With fewer ion channels for more brains?


Nerve cells need ion channels so that they can convert incoming signals into electrical impulses. The pores in the membrane allow charged particles such as sodium or potassium ions to flow in and out of the cell in a controlled manner. Scientists from the Massachusetts Institute of Technology (MIT) in Cambridge, USA, have now discovered a surprising peculiarity of the human brain: our neurons have far fewer of these tiny channels than those of other mammals. Mark Harnett’s working group believes that this fact could have made the high computing power of the human thinking organ possible in the first place.

The researchers examined the nerve cells in brain slices of ten different mammals – from the Etruscan shrew, the smallest mammal in the world, to rats, rabbits and macaques, right up to humans. The human preparations were tissue that had been surgically removed from epilepsy patients in the course of a surgical procedure. With the help of extremely thin pipettes, the team measured the electrical properties of the pyramidal cells in the cerebral cortex. This enabled it to infer the amount of ion channels.

Only humans fall out of line

A consistent principle was found in all animal species examined: the density of ion channels in a neuron increases with the size of the nerve cell. In the tiny brain of the Etruscan shrew, which is packed with very small neurons, there are more nerve cells in a given brain volume than in the rabbit, which has much larger neurons.
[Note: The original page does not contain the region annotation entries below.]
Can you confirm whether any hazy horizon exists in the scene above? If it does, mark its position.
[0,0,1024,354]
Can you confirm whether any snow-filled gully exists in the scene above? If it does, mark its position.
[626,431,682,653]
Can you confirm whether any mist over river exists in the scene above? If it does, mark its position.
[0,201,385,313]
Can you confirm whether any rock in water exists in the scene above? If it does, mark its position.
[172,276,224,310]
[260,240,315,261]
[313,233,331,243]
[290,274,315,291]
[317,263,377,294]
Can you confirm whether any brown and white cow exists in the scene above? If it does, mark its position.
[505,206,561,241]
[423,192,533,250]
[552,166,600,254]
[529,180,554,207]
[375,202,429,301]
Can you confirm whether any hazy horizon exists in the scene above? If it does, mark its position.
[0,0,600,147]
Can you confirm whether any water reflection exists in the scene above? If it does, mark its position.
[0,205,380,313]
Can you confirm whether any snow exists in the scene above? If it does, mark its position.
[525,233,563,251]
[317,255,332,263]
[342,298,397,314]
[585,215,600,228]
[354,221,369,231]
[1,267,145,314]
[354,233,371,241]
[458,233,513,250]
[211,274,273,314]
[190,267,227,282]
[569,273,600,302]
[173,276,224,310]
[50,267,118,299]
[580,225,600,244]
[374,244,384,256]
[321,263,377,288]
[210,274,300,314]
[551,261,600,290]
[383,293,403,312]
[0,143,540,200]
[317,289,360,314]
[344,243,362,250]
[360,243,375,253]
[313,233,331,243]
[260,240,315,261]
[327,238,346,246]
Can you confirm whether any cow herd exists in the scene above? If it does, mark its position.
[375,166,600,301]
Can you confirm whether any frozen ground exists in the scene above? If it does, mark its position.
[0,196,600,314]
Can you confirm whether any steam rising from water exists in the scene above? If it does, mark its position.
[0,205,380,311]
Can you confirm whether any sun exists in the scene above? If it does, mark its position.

However, since the latter have more ion channels, the density of the channels per tissue volume is the same for both types.

“It seems as if the cortex is trying to keep the number of ion channels per brain volume and thus the energy costs constant across all species,” says Harnett. Only humans fall out of line here. The scientists found significantly fewer ion channels in our species than would have been expected based on this principle. They suspect that this allows the human brain to invest more energy in more complex connections or higher rates of fire. “If the brain saves energy by reducing the density of ion channels, it can spend more energy on other neuronal processes,” says the neuroscientist.